Miransertib (ARQ 092) and ARQ 751 are orally bioavailable, selective small molecule inhibitors of the AKT serine/threonine kinase. The AKT pathway when abnormally activated is implicated in multiple oncogenic processes such as cell proliferation and apoptosis. This pathway has emerged as a target of potential therapeutic relevance for compounds that inhibit its activity, which has been linked to a variety of cancers as well as to select non-oncology indications.
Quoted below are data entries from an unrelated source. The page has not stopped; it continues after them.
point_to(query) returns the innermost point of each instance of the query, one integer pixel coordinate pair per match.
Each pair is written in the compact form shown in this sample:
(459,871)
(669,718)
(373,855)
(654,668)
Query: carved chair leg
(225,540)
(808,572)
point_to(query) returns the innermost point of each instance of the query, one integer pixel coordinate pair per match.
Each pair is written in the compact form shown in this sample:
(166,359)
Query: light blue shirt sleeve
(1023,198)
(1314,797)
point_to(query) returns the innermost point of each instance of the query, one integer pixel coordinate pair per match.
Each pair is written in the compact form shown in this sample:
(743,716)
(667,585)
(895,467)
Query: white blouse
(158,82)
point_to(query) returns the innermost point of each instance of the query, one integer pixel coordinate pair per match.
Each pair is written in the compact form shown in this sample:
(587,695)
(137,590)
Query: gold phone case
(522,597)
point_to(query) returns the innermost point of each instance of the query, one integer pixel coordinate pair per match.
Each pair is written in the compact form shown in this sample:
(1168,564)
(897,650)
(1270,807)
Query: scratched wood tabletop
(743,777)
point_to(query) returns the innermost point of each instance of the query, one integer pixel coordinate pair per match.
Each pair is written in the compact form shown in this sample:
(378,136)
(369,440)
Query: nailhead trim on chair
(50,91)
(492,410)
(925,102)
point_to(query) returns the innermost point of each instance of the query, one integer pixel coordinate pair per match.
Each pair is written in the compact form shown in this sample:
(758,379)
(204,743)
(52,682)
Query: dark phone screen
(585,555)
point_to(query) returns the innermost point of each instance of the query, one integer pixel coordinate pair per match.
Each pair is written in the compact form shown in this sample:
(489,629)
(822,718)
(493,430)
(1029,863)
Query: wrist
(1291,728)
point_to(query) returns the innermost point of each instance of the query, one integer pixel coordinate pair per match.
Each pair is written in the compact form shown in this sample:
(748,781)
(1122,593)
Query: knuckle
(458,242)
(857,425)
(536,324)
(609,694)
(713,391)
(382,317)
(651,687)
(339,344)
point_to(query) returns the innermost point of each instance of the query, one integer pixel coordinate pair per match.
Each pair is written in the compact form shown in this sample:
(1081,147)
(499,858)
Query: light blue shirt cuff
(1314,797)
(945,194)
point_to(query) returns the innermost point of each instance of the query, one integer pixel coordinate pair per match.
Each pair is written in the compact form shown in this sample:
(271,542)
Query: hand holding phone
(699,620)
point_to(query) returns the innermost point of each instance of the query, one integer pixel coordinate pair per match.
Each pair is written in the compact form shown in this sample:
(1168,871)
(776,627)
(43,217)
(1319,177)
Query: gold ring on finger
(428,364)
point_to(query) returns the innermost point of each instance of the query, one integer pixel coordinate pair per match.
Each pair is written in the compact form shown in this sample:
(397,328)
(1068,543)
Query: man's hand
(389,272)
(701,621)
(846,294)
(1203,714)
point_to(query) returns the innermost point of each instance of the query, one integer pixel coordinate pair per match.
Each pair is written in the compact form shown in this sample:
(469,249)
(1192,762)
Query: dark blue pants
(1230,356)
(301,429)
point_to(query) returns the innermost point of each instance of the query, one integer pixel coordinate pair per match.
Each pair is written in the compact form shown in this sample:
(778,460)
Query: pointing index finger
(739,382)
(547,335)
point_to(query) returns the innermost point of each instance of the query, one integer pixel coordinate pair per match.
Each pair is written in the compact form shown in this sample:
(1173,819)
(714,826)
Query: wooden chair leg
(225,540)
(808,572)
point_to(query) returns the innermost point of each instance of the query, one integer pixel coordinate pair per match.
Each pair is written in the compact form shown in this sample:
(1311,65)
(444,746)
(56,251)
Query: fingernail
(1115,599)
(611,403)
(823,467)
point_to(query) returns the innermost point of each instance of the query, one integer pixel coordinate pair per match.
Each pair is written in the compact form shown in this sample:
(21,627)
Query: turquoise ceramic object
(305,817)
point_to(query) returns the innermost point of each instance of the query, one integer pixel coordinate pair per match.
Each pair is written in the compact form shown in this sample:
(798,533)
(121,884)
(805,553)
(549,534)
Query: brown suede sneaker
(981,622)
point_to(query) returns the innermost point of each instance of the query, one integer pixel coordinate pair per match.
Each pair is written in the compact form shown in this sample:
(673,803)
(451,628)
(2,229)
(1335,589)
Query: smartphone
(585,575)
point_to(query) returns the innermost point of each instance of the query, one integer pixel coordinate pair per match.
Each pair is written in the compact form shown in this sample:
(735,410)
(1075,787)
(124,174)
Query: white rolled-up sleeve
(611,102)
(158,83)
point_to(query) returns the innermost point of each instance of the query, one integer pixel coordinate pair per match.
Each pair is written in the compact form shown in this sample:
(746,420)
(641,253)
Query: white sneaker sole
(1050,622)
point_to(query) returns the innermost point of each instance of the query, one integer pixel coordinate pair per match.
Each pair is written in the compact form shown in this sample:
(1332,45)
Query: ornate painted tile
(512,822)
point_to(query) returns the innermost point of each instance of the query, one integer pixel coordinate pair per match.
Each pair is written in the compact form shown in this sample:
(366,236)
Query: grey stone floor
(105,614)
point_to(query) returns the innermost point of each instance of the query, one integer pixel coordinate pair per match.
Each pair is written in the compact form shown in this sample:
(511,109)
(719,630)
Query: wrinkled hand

Miransertib, the lead compound in ArQule’s AKT program, has completed phase 1a clinical testing and has advanced into phase 1b expansion testing in cohorts of patients with endometrial cancer, lymphomas and tumors harboring either AKT or PI3K mutations. A company sponsored phase 1/2 trial is being conducted in the U.S. and E.U. for Overgrowth Diseases, including PROS and Proteus syndrome. Miransertib is also in a phase 1 trial being conducted by the NIH for Proteus syndrome.

About ARQ 531

ARQ 531 is an investigational, orally bioavailable, potent and reversible Bruton’s tyrosine kinase (BTK) inhibitor. Biochemical and cellular studies have shown that ARQ 531 inhibits both the wild type and C481S-mutant forms of BTK. The C481S mutation is a known emerging resistance mechanism for first generation irreversible BTK inhibitors. In preclinical studies ARQ 531 has demonstrated high oral bioavailability as well as good ADME, pharmacokinetic and metabolic properties. The Company initiated a phase 1 trial in the third quarter of 2017. BTK is a therapeutic target that has been clinically proven to inhibit B-cell receptor signaling in blood cancers.

About Derazantinib

Derazantinib is a potent, orally administered inhibitor of the fibroblast growth factor receptor (FGFR) family, a key driver of cell proliferation, differentiation, and migration. In a Phase 1/2 study in patients with iCCA harboring FGFR2 gene fusions, treatment with derazantinib resulted in an objective response rate of 21%, nearly 3 times higher than standard-of-care chemotherapy. ArQule is currently conducting a registrational study with derazantinib in patients with FGFR2 fusion-positive second-line iCCA. The open-label single-arm trial is recruiting in both the United States and Europe with objective response rate as the primary endpoint.